Coastal engineer Nadia Genovese shines a spotlight on the positive impact of women on the marine environment, ahead of Breakwaters 2023.

Women bring bad luck at sea? Not today they don’t
Working with water was a no-brainer for Nadia Genovese, who grew up in a coastal Italian town. Image credit: Nadia Genovese

For hundreds of years, it was considered bad luck to have a female at sea, or onboard a sailboat.

Fortunately, times have changed.

And you only need to look at the calibre of women in my sector, of marine engineering, to see by how much.

From the first female member of the ICE to today

In an interview in 1978 in the New Civil Engineer magazine, Dorothy Donaldson Buchanan, the first female civil engineer granted membership of the ICE in December 1927, remarked that she felt that she represented all the women in the world and hoped that she “would be followed by many more”. 

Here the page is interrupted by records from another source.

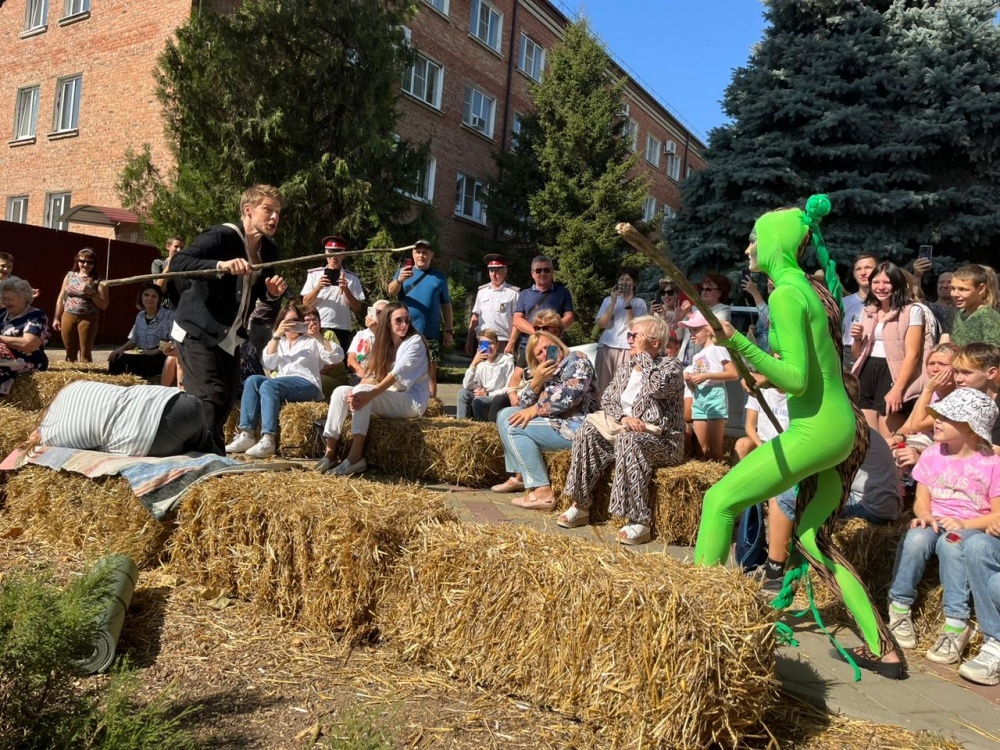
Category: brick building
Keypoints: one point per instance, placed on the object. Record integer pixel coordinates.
(77, 91)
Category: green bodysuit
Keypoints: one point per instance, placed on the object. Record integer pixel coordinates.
(819, 450)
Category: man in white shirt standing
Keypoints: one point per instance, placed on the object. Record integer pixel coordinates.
(335, 291)
(494, 307)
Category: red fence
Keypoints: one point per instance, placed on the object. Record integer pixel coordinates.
(43, 256)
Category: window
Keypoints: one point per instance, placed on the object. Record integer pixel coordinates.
(532, 58)
(649, 209)
(424, 80)
(76, 7)
(26, 113)
(424, 190)
(67, 115)
(652, 150)
(477, 111)
(469, 193)
(673, 160)
(486, 24)
(56, 204)
(17, 209)
(35, 13)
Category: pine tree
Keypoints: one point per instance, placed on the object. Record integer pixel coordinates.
(567, 184)
(300, 95)
(890, 107)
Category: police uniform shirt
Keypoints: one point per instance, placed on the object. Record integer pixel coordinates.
(495, 309)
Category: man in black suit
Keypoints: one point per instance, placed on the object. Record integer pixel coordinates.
(211, 316)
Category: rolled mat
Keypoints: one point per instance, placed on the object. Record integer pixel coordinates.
(119, 576)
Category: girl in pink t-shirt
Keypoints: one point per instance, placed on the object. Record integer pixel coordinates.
(958, 494)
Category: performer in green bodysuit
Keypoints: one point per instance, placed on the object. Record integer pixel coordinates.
(826, 439)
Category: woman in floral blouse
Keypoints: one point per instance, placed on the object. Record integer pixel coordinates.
(554, 401)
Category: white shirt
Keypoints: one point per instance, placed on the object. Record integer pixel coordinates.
(334, 312)
(495, 309)
(615, 335)
(303, 358)
(493, 376)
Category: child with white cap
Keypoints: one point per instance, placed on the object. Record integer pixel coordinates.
(958, 497)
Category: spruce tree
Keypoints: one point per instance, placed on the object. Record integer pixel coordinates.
(300, 95)
(890, 107)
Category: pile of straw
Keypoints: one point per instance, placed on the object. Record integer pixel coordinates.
(301, 545)
(650, 651)
(72, 512)
(36, 390)
(675, 494)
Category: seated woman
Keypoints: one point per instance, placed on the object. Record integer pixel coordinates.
(296, 353)
(24, 331)
(137, 420)
(141, 355)
(396, 386)
(640, 427)
(554, 402)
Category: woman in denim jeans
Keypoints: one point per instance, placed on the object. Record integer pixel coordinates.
(560, 393)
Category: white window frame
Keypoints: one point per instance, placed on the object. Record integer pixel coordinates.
(531, 58)
(65, 117)
(54, 201)
(26, 113)
(419, 82)
(649, 209)
(36, 15)
(488, 30)
(17, 209)
(469, 193)
(478, 110)
(652, 150)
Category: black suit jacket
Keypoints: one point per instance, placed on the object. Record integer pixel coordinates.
(208, 308)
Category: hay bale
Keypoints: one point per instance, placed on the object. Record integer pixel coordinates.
(317, 549)
(76, 513)
(36, 390)
(650, 651)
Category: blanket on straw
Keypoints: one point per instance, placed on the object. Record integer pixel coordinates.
(158, 483)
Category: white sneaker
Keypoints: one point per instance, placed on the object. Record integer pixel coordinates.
(265, 448)
(241, 443)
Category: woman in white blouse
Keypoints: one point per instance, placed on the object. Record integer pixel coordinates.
(396, 386)
(296, 354)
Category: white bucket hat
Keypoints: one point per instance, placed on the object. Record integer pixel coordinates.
(970, 406)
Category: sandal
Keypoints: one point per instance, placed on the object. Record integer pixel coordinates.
(534, 503)
(574, 517)
(633, 534)
(513, 484)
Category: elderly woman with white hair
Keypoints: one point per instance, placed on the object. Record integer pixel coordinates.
(639, 428)
(24, 331)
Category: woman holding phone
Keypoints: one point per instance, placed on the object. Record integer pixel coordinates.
(554, 401)
(297, 353)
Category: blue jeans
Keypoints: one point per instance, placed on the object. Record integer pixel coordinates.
(911, 559)
(982, 555)
(479, 406)
(262, 398)
(523, 446)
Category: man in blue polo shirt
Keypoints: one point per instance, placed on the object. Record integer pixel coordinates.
(424, 291)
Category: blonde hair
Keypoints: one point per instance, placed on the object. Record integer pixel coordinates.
(533, 342)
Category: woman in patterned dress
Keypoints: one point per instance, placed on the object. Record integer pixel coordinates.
(640, 427)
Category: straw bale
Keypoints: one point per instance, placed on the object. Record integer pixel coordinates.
(72, 512)
(675, 493)
(650, 651)
(36, 390)
(310, 547)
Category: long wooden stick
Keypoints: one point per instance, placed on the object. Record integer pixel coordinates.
(642, 243)
(255, 267)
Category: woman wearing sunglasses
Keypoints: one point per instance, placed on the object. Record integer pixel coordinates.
(396, 386)
(82, 296)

And that has certainly been the case.

From the first female member of the ICE in 1927, nearly 100 years later there are now nearly 15,000 females, representing 15.7% of the ICE membership.  

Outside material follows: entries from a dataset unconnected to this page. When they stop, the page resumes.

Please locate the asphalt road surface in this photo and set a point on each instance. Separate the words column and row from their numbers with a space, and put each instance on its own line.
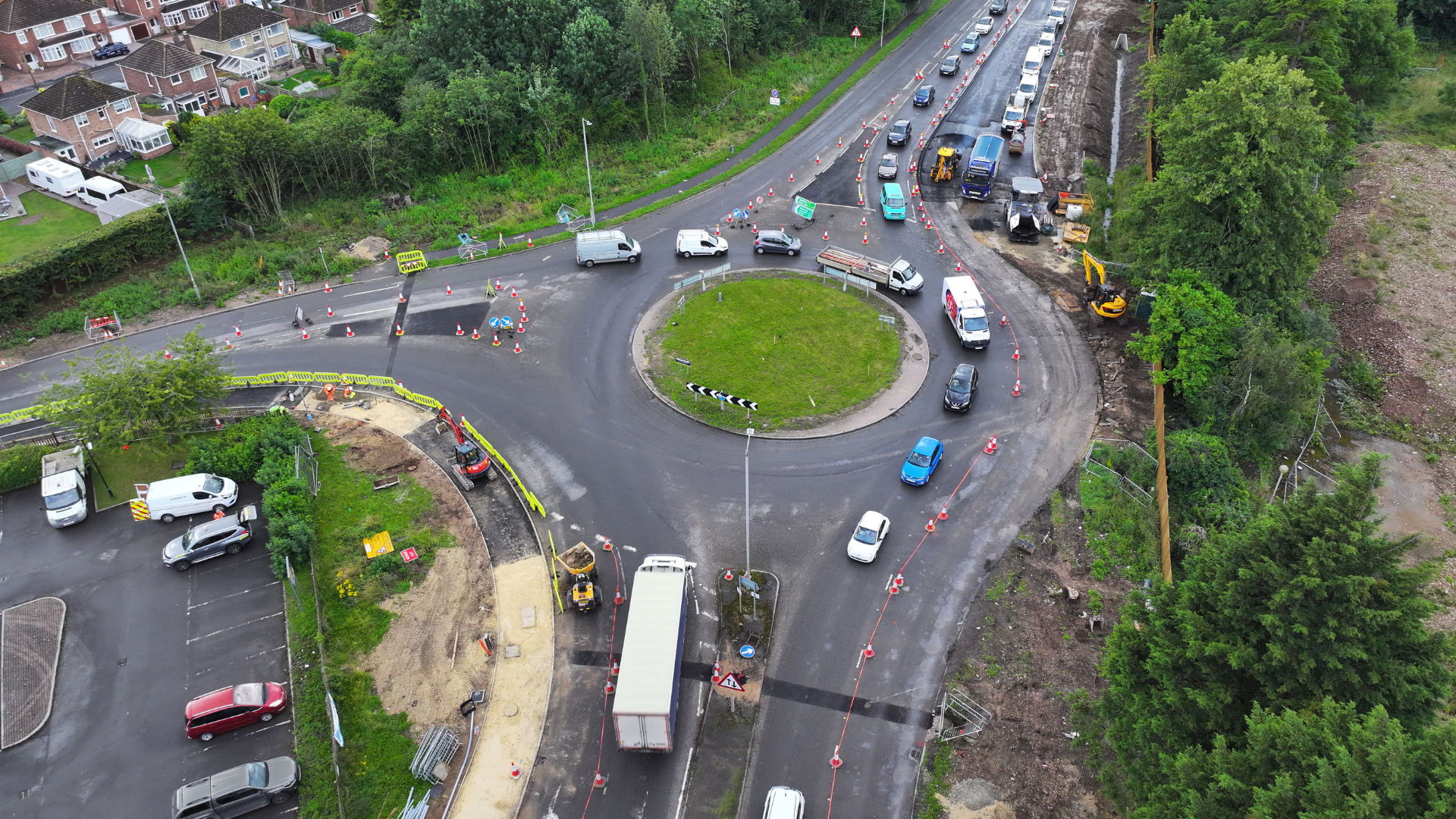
column 140, row 642
column 606, row 458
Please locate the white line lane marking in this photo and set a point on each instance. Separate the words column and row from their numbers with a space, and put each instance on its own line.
column 234, row 595
column 363, row 292
column 232, row 627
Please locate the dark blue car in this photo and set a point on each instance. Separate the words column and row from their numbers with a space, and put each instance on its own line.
column 922, row 461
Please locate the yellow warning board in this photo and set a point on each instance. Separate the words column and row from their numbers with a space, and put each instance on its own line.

Gender equality in engineering has a long way to go

According to EngineeringUK, 16.5% of engineers are female, with a total female workforce of 936,000 in the UK.

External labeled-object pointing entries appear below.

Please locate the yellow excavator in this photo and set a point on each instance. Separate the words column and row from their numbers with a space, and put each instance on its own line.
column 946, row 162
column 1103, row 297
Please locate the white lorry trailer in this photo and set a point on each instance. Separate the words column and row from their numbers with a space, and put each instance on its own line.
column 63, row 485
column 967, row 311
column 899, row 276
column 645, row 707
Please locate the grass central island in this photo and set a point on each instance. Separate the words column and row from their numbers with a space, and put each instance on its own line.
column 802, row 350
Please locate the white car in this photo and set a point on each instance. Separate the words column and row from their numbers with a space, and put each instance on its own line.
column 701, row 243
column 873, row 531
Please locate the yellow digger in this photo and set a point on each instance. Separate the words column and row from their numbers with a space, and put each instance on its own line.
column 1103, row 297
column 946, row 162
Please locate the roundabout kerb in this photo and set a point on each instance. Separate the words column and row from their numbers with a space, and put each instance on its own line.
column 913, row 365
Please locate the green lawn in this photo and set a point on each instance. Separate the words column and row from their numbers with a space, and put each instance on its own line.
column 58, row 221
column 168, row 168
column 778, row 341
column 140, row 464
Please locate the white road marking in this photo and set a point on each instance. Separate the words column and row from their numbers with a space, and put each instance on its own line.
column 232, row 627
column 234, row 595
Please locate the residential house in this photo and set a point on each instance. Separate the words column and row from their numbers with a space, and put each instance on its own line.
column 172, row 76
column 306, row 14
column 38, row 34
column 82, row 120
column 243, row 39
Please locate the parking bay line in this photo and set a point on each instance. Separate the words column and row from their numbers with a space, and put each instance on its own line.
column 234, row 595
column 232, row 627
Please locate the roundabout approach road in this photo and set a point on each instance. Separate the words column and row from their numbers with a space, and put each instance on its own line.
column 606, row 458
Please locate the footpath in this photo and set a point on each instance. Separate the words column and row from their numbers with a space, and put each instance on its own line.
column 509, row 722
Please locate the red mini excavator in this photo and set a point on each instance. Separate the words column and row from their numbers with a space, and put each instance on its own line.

While there has been progress, a report by the Institute of Employment Studies in conjunction with Atkins in 2021 highlighted that it would take more than another 100 years for there to be the same number of women as men working in engineering occupations overall.

Dorothy’s legacy

Buchanan had a massive impact on civil engineering at the time, being involved in building the iconic Sydney Harbour and George V Tyne bridges, as well as Lambeth bridge in central London.

And despite the challenges for women her legacy has been felt across the whole of the engineering sector.

The women of Breakwaters 2023

Scrolling though the names of the women involved in the Breakwaters 2023 conference, you cannot help but appreciate how their high-profile work has impacted not just the conference programme, but also the wider maritime engineering sector.

Among the women on the organising (alongside me) and the international scientific committee are:

  • Women who have made concrete and steel structure for ports their life career.
  • Women who have spent 20+ years in flood risk and hydraulic design, helping to push boundaries on numerical modelling.
  • Women who have preferred to become experts on breakwaters and scour protection, coastal revetments, and beach nourishment.
  • Women who have dedicated their lives to education, teaching wave/current interactions, extreme overtopping and run-up, tsunami effects and fluid dynamics at universities.
  • And women who have opted for a totally different field, like construction, and are managing heavy machinery, materials, and workmanship on large sea-related infrastructure projects across the globe.

Understanding the effects of our work on the planet’s equilibrium

Looking back at my own career, I can only say it was not a coincidence that I became a coastal engineer.

I was brought up in a small coastal city in southern Italy, where it feels like summer all year long, and spent much of my youth sailing.

Working with water was just meant to be.

Throughout my career, I’ve learnt that every time we create a new perimeter structure into the sea, for instance a breakwater harbour or a jetty, or an artificial island, it leads to a breach in an equilibrium that has consequences on a small and large scale.  

Understanding this, and the fact that the climate is changing with stronger storms and higher sea levels, is the key to building structures which are safe, reliable and will have a positive impact on human life and nature.

The common goal that unites all engineers

At the end of the day, we still need to build upon the legacy of the likes of Dorothy Buchanan and the role models of the past.

But as engineers, irrespective of gender, we all aim for just one thing: to build systems where people and planet can live side by side.

And where it has been breached, to re-establish that equilibrium.